I have been saying for some time that obesity needs to be considered a ‘chronic disease’. No. 10, it appears, finally agrees with me. NHS trusts and GPs are to be given financial incentives to encourage those at risk to have bariatric surgery, proven to bring about significant weight loss and, in most cases, cure dangerous type 2 diabetes.
It’s what I opted for at the age of 65 when my weight had reached 24 st. I knew eating less and moving more would not help me lose weight.
I’d done every diet and every form of exercise in existence, but it was only when I began to learn of the latest research that I realised it was much more complicated than that.

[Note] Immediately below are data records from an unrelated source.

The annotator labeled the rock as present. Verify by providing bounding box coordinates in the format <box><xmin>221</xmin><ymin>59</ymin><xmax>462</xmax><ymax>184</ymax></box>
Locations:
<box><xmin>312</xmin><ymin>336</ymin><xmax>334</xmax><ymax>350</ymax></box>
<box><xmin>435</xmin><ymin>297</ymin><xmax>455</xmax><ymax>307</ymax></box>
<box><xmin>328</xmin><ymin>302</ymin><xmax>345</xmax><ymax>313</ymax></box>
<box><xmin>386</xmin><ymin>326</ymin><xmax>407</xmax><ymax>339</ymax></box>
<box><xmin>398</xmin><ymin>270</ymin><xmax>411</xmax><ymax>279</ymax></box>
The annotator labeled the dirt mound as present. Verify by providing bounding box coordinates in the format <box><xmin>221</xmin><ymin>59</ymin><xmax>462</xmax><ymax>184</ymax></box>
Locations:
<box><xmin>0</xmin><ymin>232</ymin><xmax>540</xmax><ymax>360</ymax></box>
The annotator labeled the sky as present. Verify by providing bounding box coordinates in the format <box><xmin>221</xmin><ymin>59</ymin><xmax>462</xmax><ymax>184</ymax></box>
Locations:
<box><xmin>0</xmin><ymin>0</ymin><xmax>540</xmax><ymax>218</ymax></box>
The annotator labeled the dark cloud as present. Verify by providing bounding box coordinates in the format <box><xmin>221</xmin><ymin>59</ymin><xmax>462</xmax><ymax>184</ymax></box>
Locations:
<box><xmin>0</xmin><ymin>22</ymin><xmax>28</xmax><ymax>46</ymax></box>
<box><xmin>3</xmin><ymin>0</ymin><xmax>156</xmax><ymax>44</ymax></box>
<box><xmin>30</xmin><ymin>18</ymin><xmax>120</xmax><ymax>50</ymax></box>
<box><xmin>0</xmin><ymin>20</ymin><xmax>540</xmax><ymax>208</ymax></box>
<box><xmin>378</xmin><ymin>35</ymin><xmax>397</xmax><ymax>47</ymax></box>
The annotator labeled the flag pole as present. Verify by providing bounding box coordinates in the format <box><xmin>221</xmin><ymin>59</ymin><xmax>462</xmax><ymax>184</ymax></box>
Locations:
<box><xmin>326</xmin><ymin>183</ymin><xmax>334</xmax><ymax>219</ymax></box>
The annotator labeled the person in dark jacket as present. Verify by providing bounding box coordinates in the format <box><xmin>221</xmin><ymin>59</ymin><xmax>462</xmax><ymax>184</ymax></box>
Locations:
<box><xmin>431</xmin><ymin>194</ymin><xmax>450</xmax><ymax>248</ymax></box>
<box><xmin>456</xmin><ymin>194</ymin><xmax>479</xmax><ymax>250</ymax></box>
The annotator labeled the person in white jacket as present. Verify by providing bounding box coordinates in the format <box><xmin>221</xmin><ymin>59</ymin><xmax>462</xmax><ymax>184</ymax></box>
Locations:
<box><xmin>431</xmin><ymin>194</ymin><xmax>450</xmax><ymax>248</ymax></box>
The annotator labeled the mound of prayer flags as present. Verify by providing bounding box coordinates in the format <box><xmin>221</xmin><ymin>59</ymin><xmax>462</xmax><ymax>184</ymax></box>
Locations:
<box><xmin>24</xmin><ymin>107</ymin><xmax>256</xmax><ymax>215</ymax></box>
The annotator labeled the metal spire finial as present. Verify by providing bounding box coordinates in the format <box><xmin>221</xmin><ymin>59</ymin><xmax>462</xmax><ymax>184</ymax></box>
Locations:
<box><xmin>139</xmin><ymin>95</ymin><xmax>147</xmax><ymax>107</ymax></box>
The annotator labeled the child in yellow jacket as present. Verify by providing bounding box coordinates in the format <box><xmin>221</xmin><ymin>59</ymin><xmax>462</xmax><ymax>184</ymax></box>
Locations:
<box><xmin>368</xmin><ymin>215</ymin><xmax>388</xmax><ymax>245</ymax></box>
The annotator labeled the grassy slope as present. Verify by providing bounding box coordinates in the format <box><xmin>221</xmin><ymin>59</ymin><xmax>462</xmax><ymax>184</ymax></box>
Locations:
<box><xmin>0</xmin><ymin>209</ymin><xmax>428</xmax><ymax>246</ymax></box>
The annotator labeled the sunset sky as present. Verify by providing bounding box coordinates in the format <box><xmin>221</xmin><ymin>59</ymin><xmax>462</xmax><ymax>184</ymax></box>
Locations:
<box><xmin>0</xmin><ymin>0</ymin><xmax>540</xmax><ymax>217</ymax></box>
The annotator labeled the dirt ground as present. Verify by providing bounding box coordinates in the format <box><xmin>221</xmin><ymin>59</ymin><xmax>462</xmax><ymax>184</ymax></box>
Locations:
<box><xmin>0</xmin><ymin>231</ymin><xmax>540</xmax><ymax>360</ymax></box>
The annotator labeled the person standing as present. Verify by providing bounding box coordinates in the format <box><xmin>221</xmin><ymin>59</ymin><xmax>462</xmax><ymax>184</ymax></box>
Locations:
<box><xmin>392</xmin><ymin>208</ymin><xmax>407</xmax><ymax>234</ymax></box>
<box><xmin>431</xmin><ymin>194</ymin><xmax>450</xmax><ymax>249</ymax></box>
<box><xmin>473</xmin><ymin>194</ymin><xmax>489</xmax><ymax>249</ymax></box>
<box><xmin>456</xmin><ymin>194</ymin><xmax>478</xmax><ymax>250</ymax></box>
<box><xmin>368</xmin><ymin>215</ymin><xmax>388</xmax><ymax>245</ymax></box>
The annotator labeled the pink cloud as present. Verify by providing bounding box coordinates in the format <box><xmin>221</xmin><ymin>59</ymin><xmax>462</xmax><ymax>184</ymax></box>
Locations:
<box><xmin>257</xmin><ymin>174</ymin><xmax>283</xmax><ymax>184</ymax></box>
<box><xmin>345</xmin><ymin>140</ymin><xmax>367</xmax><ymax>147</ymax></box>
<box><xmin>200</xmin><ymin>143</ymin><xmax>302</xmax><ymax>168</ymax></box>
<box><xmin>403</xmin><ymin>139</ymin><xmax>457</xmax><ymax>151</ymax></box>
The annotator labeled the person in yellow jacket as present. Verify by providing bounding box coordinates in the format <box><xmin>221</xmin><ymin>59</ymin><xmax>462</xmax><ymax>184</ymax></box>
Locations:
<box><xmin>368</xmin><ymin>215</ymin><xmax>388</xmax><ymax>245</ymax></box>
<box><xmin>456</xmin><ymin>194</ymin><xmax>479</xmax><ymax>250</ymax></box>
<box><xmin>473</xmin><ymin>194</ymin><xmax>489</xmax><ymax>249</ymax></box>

Obesity involves genetics, hormones, metabolism and a retail food environment that is anything but healthy. I have no doubt my obesity contributed to breast cancer and two hip replacements. I was on the verge of diabetes and becoming increasingly disabled.
I applied to have a gastric sleeve operation on the NHS, but found it would take at least a year of meetings and advice on healthy eating before I got to the operating table. I hadn’t time, at my age, to wait in a system that thus far has funded fewer of these operations than any other European country. So I paid for it. Ten stone lighter, with no diabetes or heart disease and a perfectly healthy blood pressure, I know I made the right choice — as, I’m convinced, has the Government.
Boris and senior politicians are at last listening to scientists who know that being overweight affects 67 per cent of men and 60 per cent of women in the UK. And that, by 2030, 10 per cent of the population is expected to develop type 2 diabetes as a result. It’s a health and financial timebomb — the cost of treating complications associated with obesity is said to be roughly £6 billion a year.
Bariatric surgery costs just over £10,000, and I found in my research that within three years it pays for itself, saving the cost of treating type 2 diabetes and the other attendant ills of obesity. Not only does it make sense for the individual who needs it, but, in the long run, it will save the NHS a fortune.